One such layered material is brucite-type metal hydroxide. Generally composed of divalent metal cation centers (M), these materials have a high surface hydroxyl group content, making them ideal for functionalization. However, a general approach to their fabrication has yet to be developed because different functionalities give the materials different physicochemical properties.

Yoshiyuki Kuroda, Kazuyuki Kuroda, Waseda University, Tokyo, Japan, and colleagues have used tripodal ligands of the type Tris-R (RC(CH2OH)3, in which R could either be NH2, CH2OH, or NHC2H4SO3H, to introduce space between brucite-type layered metal hydroxides (called M-Tris-R). The team characterized the Mg-Tris-R layered materials using X-ray diffraction, showing that the space between the layers increased from 0.48 nm to around 1.06 nm.

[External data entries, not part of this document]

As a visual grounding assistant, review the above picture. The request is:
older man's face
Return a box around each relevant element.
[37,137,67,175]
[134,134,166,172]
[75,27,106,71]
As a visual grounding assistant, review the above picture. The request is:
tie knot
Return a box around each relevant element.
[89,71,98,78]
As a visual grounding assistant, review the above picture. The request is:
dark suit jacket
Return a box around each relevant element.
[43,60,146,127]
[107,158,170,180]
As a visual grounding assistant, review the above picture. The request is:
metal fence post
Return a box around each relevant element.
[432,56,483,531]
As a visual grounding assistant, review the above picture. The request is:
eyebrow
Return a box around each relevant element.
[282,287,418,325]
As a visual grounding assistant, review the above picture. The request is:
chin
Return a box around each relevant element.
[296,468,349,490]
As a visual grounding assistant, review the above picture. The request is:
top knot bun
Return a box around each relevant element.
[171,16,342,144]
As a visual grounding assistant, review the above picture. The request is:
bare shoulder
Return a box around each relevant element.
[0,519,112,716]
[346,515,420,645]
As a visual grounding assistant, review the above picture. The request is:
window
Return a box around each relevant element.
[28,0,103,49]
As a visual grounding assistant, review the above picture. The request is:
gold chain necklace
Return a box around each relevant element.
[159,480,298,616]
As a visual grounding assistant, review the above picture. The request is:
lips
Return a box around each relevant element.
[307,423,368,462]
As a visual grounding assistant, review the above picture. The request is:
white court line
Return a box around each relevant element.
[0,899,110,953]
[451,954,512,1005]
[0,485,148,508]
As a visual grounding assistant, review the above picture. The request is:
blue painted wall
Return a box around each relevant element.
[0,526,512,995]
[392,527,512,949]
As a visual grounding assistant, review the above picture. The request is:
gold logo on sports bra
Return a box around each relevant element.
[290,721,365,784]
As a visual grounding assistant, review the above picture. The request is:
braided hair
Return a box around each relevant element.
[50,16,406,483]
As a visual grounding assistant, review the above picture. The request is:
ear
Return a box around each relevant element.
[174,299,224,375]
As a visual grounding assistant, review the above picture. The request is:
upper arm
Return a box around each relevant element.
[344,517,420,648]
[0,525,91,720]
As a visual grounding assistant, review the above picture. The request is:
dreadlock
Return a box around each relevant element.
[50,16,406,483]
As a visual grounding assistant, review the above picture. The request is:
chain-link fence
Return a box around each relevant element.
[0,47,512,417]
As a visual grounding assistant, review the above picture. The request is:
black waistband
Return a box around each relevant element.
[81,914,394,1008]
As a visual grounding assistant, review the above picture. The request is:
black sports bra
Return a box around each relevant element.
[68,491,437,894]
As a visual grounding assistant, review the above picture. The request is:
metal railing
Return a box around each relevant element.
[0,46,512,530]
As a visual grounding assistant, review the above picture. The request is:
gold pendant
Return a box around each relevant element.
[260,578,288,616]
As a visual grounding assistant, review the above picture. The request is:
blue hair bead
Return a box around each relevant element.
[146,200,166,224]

The researchers showed that Mg-Tris-R can incorporate different alcohols (i.e., a series of n-alcohols from methanol to n-octanol). Finally, the team evaluated M-Tris-R materials with different metal cations (Mg, Mn, Fe, Co, Ni, or Cu) and showed that the Tris-R tripodal ligands could serve as “one size fits all” spacers for different brucite-type layered metal hydroxides.